Re: WAL consistency check facility

From: Michael Paquier <michael(dot)paquier(at)gmail(dot)com>
To: Kuntal Ghosh <kuntalghosh(dot)2007(at)gmail(dot)com>
Cc: Amit Kapila <amit(dot)kapila16(at)gmail(dot)com>, Robert Haas <robertmhaas(at)gmail(dot)com>, Peter Geoghegan <pg(at)heroku(dot)com>, Simon Riggs <simon(at)2ndquadrant(dot)com>, PostgreSQL-development <pgsql-hackers(at)postgresql(dot)org>, Amit Kapila <amit(dot)kapila(at)enterprisedb(dot)com>
Subject: Re: WAL consistency check facility
Date: 2016-09-13 06:34:46
Message-ID: CAB7nPqRsGtZy7NBQr-B1pkwyaeh=bmtuFg6Sb5ixEZk0xfnwSA@mail.gmail.com
Views: Raw Message | Whole Thread | Download mbox | Resend email
Thread:
Lists: pgsql-hackers

On Mon, Sep 12, 2016 at 5:06 AM, Kuntal Ghosh
<kuntalghosh(dot)2007(at)gmail(dot)com> wrote:
>>+ void (*rm_checkConsistency) (XLogReaderState *record);
>>All your _checkConsistency functions share the same pattern, in short
>>they all use a for loop for each block, call each time
>>XLogReadBufferExtended, etc. And this leads to a *lot* of duplication.
>>You would get a reduction by a couple of hundreds of lines by having a
>>smarter refactoring.
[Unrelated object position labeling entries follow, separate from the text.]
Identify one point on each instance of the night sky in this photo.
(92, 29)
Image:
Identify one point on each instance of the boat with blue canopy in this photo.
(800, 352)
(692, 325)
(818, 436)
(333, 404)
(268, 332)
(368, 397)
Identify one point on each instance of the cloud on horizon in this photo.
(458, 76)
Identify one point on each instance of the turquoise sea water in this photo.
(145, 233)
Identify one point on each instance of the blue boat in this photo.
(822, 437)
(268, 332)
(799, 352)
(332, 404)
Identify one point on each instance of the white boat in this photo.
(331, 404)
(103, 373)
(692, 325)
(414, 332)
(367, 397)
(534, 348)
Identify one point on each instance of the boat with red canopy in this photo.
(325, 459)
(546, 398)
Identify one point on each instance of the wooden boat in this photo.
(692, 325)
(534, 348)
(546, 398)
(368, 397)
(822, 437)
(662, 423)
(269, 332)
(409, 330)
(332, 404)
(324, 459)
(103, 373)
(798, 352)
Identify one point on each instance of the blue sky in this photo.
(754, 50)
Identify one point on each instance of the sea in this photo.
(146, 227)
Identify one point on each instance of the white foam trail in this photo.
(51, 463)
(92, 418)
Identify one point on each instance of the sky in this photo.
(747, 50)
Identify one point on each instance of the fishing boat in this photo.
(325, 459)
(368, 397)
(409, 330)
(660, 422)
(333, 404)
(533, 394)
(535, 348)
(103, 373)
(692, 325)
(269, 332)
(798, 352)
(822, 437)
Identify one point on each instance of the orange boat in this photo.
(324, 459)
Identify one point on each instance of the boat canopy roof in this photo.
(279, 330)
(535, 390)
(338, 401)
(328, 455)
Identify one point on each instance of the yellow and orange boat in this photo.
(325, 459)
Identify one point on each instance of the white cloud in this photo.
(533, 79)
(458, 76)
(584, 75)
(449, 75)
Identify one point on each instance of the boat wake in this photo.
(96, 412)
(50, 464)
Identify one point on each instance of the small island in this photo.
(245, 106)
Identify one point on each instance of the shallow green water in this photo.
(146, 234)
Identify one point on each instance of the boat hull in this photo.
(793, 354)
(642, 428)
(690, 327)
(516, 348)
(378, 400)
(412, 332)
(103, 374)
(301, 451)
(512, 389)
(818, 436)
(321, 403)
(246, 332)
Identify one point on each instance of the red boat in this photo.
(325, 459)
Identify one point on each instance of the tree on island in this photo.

And to be honest, if I look at your patch what I
>>think is the correct way of doing things is to add to the rmgr not
>>this check consistency function, but just a pointer to the masking
>>function.
>
> +1. In rmgrlist, I've added a pointer to the masking function for each rmid.
> A common function named checkConsistency calls these masking functions
> based on their rmid and does comparison for each block.

The patch size is down from 79kB to 38kB. That gets better :)

>>> - If WAL consistency check is enabled for a rmgrID, we always include
>>> the backup image in the WAL record.
>>
>>What happens if wal_consistency has different settings on a standby
>>and its master? If for example it is set to 'all' on the standby, and
>>'none' on the master, or vice-versa, how do things react? An update of
>>this parameter should be WAL-logged, no?
>
> If wal_consistency is enabled for a rmid, standby will always check whether
> backup image exists or not i.e. BKPBLOCK_HAS_IMAGE is set or not.
> (I guess Amit and Robert also suggested the same in the thread)
> Basically, BKPBLOCK_HAS_IMAGE is set if a block contains image and
> BKPIMAGE_IS_REQUIRED_FOR_REDO (I've added this one) is set if that backup
> image is required during redo. When we decode a wal record, has_image
> flag of DecodedBkpBlock is set to BKPIMAGE_IS_REQUIRED_FOR_REDO.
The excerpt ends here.